![]() |
| Eski Bayramları Özleyen Sadece Ben miyim ? |
Nerede O Eski Bayramlar? Özleyen Sadece Ben miyim?
2025 yılı Şeker ve Kurban Bayramları'na sayılı günler kala, aklım yine o eski, tozlu ama bir o kadar ışıl ışıl sokaklara düştü. Eski bayramları özleyen sadece ben miyim? Eminim ki, o sıcaklığın hasretini çeken bir tek ben değilimdir.
Sade ve Tertemiz Bir Dünya: Köyde Bayram Coşkusu
Yaşımız küçüktü belki, ama bayramlar bir başka güzeldi. O küçük köyümüzde, biz minikler ve o zamanın abi/ablaları, hiçbir evi ayırt etmeden kapıları çalar, herkesle kucaklaşır, herkesin hazırladığı o muhteşem baklavaların ve kavurmaların tadına bakardık.
"Benim babam bununla küs, annem şunla konuşmuyor" gibi ayrımların yeri yoktu. Her yaştan insan, aşağı mahalleden başlayıp yukarı mahalleye kadar çıkar, bayramlaşma telaşı hava kararmaya yakın son bulurdu. Ardından, hep birlikte harman yerine koşar, yan köyle yapılan o heyecan dolu futbol maçını izlemeye giderdik.
Hatçe Teyze'nin Baklavasının Tadı Hala Damaklarımda
Hatçe Teyze'nin bayramlık baklavasının tadına bakabilmek için, büyükten küçüğe herkes midesinde özel bir yer ayırırdı. Bayramlık kıyafetlerimiz süslü püslü değildi belki, ama yeni olması yeterliydi. Bayram alışverişi, sanki senede iki kere yapılan büyük bir şölendi. Herkes birbirine aldıklarını gösterir, mutluluğu paylaşırdı.

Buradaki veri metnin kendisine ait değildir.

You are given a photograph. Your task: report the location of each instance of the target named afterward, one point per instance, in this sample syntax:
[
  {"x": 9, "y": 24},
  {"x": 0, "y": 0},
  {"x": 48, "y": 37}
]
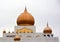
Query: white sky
[{"x": 42, "y": 10}]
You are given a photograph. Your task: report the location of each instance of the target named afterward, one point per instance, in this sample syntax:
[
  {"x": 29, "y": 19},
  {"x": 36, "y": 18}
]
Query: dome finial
[
  {"x": 47, "y": 24},
  {"x": 25, "y": 9}
]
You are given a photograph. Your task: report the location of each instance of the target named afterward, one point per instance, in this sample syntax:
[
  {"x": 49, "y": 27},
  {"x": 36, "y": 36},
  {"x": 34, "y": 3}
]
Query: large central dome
[{"x": 25, "y": 19}]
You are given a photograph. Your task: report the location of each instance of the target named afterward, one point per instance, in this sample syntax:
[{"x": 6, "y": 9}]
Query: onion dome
[
  {"x": 4, "y": 31},
  {"x": 47, "y": 30},
  {"x": 25, "y": 19},
  {"x": 17, "y": 38}
]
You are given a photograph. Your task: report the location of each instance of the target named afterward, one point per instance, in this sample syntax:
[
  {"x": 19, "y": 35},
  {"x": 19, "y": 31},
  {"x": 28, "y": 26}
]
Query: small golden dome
[
  {"x": 25, "y": 19},
  {"x": 47, "y": 30},
  {"x": 17, "y": 38},
  {"x": 4, "y": 31}
]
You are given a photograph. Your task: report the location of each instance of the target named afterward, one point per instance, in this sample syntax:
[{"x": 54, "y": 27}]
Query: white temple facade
[{"x": 25, "y": 31}]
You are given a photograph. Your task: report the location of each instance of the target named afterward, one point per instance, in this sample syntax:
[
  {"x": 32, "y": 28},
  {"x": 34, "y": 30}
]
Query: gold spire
[
  {"x": 47, "y": 24},
  {"x": 25, "y": 11}
]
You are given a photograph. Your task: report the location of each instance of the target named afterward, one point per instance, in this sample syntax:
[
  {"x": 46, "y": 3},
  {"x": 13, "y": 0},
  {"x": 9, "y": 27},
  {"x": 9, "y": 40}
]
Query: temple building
[{"x": 25, "y": 31}]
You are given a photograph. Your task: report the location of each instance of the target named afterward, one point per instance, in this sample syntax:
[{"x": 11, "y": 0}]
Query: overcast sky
[{"x": 42, "y": 11}]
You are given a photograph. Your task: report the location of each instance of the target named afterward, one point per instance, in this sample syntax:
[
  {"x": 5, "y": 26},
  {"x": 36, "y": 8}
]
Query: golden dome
[
  {"x": 47, "y": 30},
  {"x": 25, "y": 19},
  {"x": 4, "y": 31},
  {"x": 17, "y": 38}
]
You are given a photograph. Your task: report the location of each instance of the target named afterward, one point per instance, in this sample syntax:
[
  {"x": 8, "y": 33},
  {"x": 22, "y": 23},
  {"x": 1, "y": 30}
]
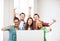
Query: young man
[
  {"x": 22, "y": 22},
  {"x": 36, "y": 18}
]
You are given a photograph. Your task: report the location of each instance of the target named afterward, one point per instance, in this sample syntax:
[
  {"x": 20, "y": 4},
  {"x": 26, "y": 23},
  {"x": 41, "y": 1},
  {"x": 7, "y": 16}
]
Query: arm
[
  {"x": 29, "y": 12},
  {"x": 6, "y": 28},
  {"x": 14, "y": 12}
]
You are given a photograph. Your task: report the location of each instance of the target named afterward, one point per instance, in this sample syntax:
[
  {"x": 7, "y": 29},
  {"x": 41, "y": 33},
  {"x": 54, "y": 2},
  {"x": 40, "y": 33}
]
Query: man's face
[
  {"x": 22, "y": 16},
  {"x": 16, "y": 23},
  {"x": 36, "y": 17}
]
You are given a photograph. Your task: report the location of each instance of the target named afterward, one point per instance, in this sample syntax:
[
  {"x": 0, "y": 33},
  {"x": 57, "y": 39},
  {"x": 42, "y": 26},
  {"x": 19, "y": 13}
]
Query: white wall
[
  {"x": 8, "y": 12},
  {"x": 49, "y": 9},
  {"x": 1, "y": 19}
]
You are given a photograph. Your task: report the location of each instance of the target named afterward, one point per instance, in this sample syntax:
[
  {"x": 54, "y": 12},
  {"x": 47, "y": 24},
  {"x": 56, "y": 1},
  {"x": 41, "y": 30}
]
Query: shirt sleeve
[{"x": 45, "y": 24}]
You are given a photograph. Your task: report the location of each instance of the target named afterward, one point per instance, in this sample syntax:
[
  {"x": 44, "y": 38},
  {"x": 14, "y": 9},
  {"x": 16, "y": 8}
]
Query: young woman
[
  {"x": 12, "y": 29},
  {"x": 40, "y": 27},
  {"x": 29, "y": 24}
]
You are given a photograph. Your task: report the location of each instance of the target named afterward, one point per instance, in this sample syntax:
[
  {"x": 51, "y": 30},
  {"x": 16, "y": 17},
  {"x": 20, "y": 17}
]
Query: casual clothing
[
  {"x": 22, "y": 25},
  {"x": 43, "y": 23},
  {"x": 30, "y": 28},
  {"x": 44, "y": 29},
  {"x": 12, "y": 34}
]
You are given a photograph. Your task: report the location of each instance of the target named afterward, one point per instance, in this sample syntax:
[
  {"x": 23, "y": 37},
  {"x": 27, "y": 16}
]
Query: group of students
[{"x": 20, "y": 24}]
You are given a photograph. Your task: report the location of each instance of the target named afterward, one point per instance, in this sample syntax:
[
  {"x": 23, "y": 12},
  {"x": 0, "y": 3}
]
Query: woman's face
[
  {"x": 16, "y": 23},
  {"x": 29, "y": 22},
  {"x": 22, "y": 16},
  {"x": 39, "y": 24}
]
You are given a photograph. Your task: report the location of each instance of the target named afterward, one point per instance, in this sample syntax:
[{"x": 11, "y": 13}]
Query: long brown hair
[{"x": 28, "y": 24}]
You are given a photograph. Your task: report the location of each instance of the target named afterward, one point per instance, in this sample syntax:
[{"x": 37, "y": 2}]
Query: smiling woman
[{"x": 22, "y": 6}]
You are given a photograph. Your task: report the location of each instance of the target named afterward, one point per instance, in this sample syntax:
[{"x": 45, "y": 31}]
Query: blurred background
[{"x": 47, "y": 9}]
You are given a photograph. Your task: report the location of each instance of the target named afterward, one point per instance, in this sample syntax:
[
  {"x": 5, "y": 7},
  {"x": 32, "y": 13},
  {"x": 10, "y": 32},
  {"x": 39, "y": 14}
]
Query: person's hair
[
  {"x": 16, "y": 18},
  {"x": 38, "y": 27},
  {"x": 27, "y": 23},
  {"x": 36, "y": 14},
  {"x": 22, "y": 13}
]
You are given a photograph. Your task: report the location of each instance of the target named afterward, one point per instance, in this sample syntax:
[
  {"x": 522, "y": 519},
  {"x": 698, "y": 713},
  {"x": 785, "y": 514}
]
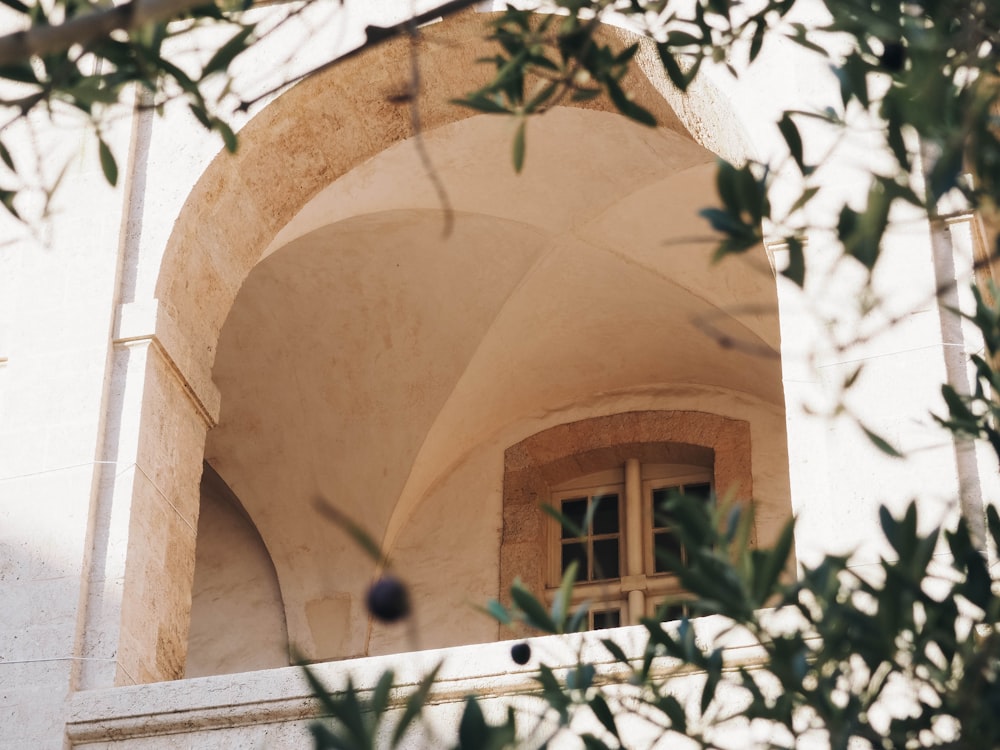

Kireç Kokusu ve Saf Bir Beyazlık
O mütevazı evlerimiz, bayram öncesi tertemiz yıkanır, kireçle badana yapılırdı. Rengarenk boyalar yoktu. Sokaktan geçen kireççiden alınan kireçler, bir güzel ıslatılır ve duvarlara o mis gibi kokusuyla sürülürdü. Her şey daha sade, daha sıradan ama bir o kadar da saf ve beyazdı.
Nerede O Eski Bayramlar Dedirten Modern Zamanlar
Şimdiki gibi "Kurbanı kestim, nereye vereceğim?" telaşı yoktu. Zaten herkes kesmezdi; kurban etini saklama derdine düşen de olmazdı. Belki de o dönemde derin dondurucular bile yoktu. Şimdi ise elimizde telefonlar, sosyal medyada "bayram kutlama" telaşındayız. Bayramları yaşamaktan çok, tatili düşünür olduk.
Bizden Sonraki Nesillere Aktarmak Elimizde
Köyümüzde, bayram harçlığı veren birkaç ev vardı. Biz çocuklar, o evleri asla atlamaz, bazen iki kere bile giderdik. Arife günleri berber kuyruklarında beklemek, bayram hamamına gitmek ayrı bir keyifti.
Dediğim gibi, insan o bayramları ya özlüyor ya da o yaşlara geri dönmeyi hayal ediyor. Şimdi bizim elimizden gelen, mümkün olduğunca o bayram ruhunu, bizden sonraki nesle aktarabilmek. Her ne kadar aynı samimiyeti yakalamak zor olsa da, onlara bu değerleri modern çağa uyarlayarak anlatmalıyız.
Hepimiz bir gün yaşlanacağız. Çocuklarımıza, kendi neslimizdeki gibi olmasa da, bayramların manevi iklimini solumayı öğretelim.
2025 yılı Kurban Bayramı'nda büyüklerimizi unutmamak dileğiyle... Şimdiden Şeker ve Kurban Bayramınız kutlu olsun.